Gordon Chen, MD and others at ChenMed have done the DPC movement (and primary care in general) a data favor with their new study entitled High-Touch Care Leads to Better Outcomes and Lower Costs in a Senior Population.  While ChenMed uses a Medicare Advantage model (similar to Iora Health) that is not common for stand alone DPC practices, there are lots of similarities that are worth observing.  Their data reviewed care for 17,711 patients receiving care between 01/02/2014 and 03/27/2015.  Their model is also discussed in this article from “The DO.”

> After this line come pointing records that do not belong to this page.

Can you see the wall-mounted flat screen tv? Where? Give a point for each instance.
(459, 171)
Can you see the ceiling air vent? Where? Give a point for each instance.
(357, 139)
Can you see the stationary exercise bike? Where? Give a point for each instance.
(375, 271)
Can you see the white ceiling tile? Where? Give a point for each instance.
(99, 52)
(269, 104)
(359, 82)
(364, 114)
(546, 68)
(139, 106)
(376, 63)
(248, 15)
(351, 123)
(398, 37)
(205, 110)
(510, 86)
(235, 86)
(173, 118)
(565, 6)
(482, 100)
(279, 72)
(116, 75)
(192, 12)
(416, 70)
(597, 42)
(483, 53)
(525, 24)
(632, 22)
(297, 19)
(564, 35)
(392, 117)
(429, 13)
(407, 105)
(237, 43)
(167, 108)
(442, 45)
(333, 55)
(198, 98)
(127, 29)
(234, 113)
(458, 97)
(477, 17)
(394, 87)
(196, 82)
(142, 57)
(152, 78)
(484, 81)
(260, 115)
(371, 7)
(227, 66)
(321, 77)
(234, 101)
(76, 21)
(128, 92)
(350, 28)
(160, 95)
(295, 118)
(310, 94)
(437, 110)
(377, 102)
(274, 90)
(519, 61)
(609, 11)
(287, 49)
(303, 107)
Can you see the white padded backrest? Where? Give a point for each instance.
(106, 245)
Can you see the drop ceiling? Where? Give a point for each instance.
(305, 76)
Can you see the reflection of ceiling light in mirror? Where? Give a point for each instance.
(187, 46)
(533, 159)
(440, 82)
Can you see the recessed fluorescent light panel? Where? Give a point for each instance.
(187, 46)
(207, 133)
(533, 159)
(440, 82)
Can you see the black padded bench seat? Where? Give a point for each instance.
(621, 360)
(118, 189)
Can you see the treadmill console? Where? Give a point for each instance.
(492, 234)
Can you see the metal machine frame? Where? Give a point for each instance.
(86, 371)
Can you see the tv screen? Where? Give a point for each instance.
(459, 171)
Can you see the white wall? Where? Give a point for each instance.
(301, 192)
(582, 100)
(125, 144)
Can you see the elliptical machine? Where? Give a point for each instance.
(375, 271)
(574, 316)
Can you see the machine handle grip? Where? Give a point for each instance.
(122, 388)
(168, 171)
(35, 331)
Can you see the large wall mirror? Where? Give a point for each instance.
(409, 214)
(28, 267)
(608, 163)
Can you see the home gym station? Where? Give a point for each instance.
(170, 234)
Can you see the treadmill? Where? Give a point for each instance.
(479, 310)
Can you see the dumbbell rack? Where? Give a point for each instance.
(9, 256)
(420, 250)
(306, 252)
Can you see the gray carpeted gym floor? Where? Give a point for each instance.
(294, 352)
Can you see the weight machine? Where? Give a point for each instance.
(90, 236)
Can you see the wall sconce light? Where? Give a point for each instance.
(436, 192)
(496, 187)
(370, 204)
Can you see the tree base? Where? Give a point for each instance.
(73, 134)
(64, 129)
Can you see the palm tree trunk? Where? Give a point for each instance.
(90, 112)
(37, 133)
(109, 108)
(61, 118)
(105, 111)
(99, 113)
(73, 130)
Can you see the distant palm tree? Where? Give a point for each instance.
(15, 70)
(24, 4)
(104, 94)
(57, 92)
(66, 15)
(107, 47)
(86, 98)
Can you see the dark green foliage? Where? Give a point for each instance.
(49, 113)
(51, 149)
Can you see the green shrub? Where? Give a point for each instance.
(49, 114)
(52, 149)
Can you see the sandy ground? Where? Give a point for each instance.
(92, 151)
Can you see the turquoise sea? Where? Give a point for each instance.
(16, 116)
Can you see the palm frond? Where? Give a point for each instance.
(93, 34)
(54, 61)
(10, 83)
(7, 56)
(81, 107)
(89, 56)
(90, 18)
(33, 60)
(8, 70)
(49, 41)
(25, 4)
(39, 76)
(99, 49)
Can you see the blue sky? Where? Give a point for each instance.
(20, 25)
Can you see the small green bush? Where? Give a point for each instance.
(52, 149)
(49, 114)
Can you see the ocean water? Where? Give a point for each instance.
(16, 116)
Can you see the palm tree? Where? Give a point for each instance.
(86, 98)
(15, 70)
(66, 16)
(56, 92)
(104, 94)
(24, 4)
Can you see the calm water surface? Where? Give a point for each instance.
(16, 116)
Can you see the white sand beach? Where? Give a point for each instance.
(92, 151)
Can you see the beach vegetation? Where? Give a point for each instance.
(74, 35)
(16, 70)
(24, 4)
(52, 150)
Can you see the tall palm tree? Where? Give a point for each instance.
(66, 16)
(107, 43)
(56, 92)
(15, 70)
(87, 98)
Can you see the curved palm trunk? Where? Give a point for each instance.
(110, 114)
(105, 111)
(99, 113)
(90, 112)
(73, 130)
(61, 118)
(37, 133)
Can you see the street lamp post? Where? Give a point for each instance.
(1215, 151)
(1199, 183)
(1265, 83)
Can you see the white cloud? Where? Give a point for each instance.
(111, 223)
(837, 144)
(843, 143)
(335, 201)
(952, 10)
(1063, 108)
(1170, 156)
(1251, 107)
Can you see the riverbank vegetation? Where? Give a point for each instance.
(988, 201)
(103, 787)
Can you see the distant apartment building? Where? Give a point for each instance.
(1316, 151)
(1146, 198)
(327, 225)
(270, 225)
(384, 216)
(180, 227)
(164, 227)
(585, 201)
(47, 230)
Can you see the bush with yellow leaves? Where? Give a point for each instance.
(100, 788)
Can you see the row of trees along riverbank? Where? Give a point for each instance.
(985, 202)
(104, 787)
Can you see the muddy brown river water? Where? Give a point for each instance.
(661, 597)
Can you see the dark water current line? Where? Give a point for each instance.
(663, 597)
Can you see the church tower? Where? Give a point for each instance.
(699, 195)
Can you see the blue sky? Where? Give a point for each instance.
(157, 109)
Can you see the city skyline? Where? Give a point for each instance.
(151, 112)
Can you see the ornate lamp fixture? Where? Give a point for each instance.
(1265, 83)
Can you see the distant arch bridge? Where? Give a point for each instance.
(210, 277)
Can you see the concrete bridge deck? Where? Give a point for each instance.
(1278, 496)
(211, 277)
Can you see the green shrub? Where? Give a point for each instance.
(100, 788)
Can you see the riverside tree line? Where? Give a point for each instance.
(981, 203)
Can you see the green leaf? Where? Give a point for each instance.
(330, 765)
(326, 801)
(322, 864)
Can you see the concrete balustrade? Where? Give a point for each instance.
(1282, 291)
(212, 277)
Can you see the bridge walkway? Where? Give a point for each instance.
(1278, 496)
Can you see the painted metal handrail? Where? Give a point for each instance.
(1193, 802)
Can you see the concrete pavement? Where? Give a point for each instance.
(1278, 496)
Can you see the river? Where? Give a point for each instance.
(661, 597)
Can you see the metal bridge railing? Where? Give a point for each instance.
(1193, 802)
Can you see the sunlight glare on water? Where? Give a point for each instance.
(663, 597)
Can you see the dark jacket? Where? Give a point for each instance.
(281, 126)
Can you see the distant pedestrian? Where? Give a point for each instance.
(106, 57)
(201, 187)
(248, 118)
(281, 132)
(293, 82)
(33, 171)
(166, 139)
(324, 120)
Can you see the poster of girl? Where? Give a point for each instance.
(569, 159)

The authors of the study describe “high-touch care”  as a model that “delivers care through very frequent patient-provider encounters aimed at preventing or delaying the occurrence of complications of chronic conditions” based on seven pillars:

1) A preventive cardiovascular program
2) (In most states), on-site medication dispensing by providers (ref your dispensing page)
3) Smaller patient panels of approximately 450 patients per primary care physician
4) Very frequent encounters, with a mean of 189 minutes per year of face time
5) An advanced electronic health record system
6) Courtesy transportation for all patients; and
7) Walk-in hours

 I think the seven pillars above apply to most DPC practices. I would make the argument that “high-touch” care and “direct primary care” have essentially the same clinical and economic outcomes. DPC physicians might not routinely offer courtesy transportation for our patients, but house calls are a routine offering. We spend lots more face time with our patients as well, as I have argued here. The study is certainly worth a read. I’ve attempted to summarize some of the results they have displayed below.

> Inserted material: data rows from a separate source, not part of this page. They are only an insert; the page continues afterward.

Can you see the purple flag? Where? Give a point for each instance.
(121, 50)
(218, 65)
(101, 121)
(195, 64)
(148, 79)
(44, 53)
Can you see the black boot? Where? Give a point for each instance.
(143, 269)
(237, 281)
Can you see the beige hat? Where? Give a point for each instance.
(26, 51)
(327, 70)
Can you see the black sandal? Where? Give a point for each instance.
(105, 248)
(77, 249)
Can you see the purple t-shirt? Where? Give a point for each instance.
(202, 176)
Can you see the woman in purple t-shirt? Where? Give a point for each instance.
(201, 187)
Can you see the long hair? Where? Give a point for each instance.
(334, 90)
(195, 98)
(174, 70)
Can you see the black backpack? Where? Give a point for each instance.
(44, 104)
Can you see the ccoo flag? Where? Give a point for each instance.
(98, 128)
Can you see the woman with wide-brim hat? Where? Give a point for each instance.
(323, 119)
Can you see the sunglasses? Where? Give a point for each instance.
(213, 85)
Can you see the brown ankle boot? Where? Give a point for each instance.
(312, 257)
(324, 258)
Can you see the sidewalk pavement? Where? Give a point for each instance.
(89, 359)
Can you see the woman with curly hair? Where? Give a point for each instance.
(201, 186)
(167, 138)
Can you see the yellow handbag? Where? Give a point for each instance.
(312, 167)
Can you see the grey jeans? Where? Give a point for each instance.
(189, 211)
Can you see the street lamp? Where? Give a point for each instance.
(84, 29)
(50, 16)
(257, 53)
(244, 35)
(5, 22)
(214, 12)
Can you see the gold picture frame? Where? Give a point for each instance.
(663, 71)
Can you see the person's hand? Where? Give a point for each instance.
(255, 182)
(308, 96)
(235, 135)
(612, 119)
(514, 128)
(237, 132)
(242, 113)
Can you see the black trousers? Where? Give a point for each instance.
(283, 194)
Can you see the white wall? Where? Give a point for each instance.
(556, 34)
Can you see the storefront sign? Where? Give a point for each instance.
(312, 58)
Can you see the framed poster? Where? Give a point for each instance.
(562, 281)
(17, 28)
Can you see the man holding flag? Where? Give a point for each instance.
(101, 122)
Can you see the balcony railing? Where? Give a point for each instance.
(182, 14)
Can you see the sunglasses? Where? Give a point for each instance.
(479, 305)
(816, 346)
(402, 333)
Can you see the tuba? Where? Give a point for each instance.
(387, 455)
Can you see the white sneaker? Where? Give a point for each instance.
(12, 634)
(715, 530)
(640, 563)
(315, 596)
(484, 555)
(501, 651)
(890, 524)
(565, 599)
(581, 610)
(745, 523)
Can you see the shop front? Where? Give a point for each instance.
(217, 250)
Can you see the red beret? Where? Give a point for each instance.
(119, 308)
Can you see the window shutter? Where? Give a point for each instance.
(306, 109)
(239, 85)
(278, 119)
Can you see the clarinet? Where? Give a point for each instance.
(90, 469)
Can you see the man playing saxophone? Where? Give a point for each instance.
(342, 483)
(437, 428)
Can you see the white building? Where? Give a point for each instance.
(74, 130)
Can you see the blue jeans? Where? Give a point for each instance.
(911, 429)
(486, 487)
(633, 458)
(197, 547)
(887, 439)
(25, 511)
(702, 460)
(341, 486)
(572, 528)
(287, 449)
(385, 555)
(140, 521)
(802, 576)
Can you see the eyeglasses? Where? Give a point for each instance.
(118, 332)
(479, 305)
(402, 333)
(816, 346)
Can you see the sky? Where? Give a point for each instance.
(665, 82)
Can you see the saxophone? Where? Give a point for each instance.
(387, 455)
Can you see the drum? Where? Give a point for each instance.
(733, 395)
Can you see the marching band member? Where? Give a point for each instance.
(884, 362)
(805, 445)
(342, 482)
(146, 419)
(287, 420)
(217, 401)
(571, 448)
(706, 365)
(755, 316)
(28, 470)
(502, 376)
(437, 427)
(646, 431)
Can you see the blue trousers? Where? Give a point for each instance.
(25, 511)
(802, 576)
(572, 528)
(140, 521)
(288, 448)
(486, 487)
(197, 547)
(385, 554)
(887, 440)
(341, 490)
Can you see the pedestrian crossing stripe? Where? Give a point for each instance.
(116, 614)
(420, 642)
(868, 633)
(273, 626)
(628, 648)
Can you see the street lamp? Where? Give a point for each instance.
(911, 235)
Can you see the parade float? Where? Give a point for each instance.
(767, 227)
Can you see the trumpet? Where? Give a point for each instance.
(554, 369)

                                                “High-Touch” (DPC)        Standard

Preventive CV Care         Yes                                         No
EHR                                        Yes                                         Yes
UC                                          No                                          Yes
Labs/Imaging                     No                                          Yes
Onsite Meds                      Yes                                         Yes
Panel Size                            450                                         1,000
Avg Yr Face Time (minutes) 189                                         90
Transportation                  Yes                                         No         
Age (Mean)                        67.8                                        57
Female                                  61%                                        57%
Aspirin                                  41%                                        0%
ACE/ARB                               69%                                        33%
BB                                            39%                                        17%
Statin                                     64%                                        42%
Diuretic                                    51%                                        24%
Median PMPM                          $87                                        $121
Hospital Admissions        0.10                                        0.20       

Note that many of their traditional numbers are much friendlier than the traditional health care system at large.   I would suspect that a standard patient panel would have something closer to 2,000 patients and have maybe thirty minutes per year of face time with the patient.

To the folks at ChenMed - keep up the good work!